17. La célula de la reivindicación 14 que es una célula de ovario de hámster Chino (CHO) .

18. Un método para producir un polipéptido de hialuronidasa soluble sustancialmente purificado que comprende:

introducir una molécula de ácido nucleico de cualquiera de las reivindicaciones 1-8 unida operativamente con un promotor o un vector de cualquiera de las reivindicaciones 9-13 en una célula que incorpora restos de azúcar ligados a N en el polipéptido; cultivar la célula en condiciones por las que un polipéptido codificado se expresa y secreta por la célula; y recuperar el polipéptido o los polipéptidos expresados.

19. El método de la reivindicación 18, donde la célula se selecciona de una célula de mamífero, una célula de insecto, una célula de levadura y una célula vegetal.

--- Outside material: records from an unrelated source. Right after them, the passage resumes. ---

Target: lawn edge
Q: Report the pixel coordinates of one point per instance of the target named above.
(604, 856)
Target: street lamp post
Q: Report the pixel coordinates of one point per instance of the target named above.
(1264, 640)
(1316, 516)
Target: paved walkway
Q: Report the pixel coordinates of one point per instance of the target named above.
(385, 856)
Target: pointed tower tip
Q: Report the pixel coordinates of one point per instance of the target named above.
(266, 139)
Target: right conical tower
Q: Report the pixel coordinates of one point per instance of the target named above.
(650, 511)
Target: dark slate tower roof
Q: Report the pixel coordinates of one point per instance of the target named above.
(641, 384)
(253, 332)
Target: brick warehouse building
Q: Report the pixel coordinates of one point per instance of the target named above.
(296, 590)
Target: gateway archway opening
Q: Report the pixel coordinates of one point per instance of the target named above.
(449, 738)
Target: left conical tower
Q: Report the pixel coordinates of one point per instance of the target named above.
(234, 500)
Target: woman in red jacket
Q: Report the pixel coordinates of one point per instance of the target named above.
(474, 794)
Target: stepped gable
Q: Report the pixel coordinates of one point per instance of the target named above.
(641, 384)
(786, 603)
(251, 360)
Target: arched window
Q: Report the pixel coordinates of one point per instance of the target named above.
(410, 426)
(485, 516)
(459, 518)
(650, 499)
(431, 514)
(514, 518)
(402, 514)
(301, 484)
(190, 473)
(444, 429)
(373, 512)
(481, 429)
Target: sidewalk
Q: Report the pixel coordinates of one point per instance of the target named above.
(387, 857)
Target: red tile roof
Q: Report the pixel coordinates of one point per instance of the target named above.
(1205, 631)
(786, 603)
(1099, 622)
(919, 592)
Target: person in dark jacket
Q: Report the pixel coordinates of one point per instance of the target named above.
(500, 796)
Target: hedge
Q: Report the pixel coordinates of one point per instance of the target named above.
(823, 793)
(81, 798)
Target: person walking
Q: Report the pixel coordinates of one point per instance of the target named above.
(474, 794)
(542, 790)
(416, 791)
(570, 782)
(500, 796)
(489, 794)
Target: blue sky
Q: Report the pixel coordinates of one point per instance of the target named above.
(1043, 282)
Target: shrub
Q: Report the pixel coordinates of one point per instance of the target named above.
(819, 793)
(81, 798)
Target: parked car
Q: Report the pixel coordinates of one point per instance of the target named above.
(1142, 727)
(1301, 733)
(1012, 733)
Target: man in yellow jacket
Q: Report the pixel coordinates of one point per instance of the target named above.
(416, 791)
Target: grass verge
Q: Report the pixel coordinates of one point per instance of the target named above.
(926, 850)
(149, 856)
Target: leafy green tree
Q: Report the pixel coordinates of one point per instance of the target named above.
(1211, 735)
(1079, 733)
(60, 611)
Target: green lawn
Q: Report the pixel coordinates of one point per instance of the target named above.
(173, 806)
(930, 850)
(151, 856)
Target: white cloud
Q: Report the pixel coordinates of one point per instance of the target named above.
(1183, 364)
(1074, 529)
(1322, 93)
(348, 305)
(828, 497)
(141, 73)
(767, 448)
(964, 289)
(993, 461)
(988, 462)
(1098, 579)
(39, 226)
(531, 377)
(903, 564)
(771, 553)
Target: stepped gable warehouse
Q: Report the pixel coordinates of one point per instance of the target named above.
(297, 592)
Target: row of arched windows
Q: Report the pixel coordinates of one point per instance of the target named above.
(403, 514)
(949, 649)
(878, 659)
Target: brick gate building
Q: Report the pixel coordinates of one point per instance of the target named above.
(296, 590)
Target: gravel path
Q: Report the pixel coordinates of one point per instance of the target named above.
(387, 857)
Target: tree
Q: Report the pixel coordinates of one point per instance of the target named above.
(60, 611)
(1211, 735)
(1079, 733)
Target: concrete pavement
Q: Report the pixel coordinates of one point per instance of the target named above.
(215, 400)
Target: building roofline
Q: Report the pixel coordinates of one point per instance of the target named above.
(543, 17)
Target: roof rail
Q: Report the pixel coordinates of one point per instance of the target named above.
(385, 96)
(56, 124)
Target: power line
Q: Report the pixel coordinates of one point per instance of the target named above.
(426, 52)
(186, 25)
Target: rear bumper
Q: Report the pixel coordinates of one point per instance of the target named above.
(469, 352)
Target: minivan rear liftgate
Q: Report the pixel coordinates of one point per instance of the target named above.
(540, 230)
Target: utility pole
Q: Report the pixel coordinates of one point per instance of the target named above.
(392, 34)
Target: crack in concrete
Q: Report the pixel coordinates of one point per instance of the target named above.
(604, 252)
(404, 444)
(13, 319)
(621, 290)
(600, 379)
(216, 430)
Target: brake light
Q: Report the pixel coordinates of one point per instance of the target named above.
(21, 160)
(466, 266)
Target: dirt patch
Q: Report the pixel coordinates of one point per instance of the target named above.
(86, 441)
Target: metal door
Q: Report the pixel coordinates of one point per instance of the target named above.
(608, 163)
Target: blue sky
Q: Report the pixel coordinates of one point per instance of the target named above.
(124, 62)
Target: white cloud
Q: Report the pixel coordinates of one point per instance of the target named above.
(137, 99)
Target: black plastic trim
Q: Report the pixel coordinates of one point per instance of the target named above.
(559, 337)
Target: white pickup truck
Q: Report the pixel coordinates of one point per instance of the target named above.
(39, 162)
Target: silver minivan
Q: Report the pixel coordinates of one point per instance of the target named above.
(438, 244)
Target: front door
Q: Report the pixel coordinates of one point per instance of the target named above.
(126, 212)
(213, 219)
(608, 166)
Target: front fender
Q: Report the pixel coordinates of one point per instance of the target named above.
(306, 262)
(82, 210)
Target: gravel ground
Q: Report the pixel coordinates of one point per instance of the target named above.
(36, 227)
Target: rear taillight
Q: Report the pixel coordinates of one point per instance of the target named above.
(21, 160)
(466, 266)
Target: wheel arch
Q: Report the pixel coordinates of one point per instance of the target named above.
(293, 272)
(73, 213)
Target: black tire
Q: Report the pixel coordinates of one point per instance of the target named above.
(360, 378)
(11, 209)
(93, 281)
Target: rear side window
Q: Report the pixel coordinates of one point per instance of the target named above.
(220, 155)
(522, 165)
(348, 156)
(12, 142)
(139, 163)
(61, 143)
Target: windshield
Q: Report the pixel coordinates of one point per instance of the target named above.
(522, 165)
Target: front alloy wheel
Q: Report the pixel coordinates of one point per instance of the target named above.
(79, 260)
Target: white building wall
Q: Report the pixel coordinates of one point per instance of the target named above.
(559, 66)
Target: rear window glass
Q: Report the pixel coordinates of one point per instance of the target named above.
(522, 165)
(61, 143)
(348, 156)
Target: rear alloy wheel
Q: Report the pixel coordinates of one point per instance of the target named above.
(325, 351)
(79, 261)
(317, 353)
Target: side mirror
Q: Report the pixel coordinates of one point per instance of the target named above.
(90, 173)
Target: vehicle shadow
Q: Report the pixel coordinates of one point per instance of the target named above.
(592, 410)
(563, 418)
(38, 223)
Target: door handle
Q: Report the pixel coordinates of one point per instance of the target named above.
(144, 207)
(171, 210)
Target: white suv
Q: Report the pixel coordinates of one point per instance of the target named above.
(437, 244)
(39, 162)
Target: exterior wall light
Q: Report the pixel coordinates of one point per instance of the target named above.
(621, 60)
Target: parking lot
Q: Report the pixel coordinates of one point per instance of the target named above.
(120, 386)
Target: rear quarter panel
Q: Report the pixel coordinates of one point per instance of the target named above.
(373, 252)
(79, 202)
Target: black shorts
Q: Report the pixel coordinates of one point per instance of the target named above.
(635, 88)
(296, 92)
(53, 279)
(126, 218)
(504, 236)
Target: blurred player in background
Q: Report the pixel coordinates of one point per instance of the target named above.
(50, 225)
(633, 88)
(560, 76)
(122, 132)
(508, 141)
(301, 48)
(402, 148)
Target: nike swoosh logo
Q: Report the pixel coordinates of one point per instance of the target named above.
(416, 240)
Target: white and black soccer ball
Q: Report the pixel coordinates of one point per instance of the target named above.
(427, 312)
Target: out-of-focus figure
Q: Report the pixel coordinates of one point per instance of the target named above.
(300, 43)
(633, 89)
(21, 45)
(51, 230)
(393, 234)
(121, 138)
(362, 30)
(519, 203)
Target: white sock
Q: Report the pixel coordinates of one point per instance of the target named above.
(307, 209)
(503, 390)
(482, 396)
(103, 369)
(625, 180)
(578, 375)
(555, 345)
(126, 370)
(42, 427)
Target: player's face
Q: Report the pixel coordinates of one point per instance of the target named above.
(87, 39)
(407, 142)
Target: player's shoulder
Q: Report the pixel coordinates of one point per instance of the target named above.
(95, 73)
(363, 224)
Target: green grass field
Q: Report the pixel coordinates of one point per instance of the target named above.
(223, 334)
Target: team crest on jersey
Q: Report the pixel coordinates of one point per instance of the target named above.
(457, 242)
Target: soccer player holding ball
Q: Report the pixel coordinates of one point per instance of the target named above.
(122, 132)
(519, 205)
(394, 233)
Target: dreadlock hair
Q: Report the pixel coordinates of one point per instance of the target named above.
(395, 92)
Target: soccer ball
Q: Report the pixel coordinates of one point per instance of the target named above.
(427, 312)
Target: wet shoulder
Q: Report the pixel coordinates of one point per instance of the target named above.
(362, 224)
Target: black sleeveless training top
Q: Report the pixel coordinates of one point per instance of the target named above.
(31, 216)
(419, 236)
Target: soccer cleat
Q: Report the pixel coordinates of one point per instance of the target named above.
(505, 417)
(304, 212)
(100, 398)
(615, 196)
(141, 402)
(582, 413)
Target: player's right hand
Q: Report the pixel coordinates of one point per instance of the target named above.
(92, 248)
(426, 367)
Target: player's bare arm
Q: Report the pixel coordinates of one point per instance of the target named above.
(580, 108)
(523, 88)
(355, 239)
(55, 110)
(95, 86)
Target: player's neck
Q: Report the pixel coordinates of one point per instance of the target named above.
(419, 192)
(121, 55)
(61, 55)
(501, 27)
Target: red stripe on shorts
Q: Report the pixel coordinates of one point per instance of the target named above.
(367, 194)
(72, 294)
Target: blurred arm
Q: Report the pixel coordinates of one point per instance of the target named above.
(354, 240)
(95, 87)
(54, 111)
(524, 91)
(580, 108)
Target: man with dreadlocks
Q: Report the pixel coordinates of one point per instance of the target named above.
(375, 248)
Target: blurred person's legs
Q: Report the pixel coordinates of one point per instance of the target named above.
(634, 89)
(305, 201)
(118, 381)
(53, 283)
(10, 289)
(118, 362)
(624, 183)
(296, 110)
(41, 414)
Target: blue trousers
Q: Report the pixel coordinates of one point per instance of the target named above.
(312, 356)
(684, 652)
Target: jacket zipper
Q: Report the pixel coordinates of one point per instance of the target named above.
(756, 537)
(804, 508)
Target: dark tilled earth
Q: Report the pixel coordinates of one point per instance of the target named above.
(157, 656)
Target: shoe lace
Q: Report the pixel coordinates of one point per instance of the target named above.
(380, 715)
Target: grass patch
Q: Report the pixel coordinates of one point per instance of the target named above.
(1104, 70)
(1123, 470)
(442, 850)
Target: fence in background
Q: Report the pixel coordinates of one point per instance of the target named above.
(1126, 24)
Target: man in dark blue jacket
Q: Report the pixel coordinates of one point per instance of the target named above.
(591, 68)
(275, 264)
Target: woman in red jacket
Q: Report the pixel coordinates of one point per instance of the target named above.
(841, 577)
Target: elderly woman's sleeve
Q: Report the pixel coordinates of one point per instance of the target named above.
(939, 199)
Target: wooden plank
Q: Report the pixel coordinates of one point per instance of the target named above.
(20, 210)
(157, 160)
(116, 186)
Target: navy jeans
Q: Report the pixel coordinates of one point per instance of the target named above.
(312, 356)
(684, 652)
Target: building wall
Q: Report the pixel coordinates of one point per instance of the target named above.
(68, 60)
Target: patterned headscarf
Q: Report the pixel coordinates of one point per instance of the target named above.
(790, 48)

20. El método de la reivindicación 18, donde la célula es una célula de ovario de hámster Chino (CHO) .

21. El método de cualquiera de las reivindicaciones 18-20, donde las células se cultivan en presencia de Butirato Sódico 0, 1-1 mM en condiciones adecuadas para la producción del polipéptido.

22. El método de cualquiera de las reivindicaciones 18-21, donde el método para recuperar el polipéptido o los polipéptidos expresados comprende:

poner en contacto los medios que contienen el polipéptido o los polipéptidos expresados en baja fuerza iónica con una resina de intercambio aniónico a pH neutro;

eluir el polipéptido con sal a aproximadamente 400 mM;

poner en contacto el polipéptido con una resina de cromatografía de interacción hidrófoba en presencia de sulfato de amonio a aproximadamente 0, 5 M;

poner en contacto el polipéptido en sulfato de amonio con resina de fenil boronato;

eluir el polipéptido con baja salinidad a pH neutro;

poner en contacto el polipéptido con una resina de Hidroxiapatita; y

eluir el polipéptido con Fosfato Sódico aproximadamente 100 mM, dando como resultado de este modo un 10 polipéptido que está sustancialmente purificado.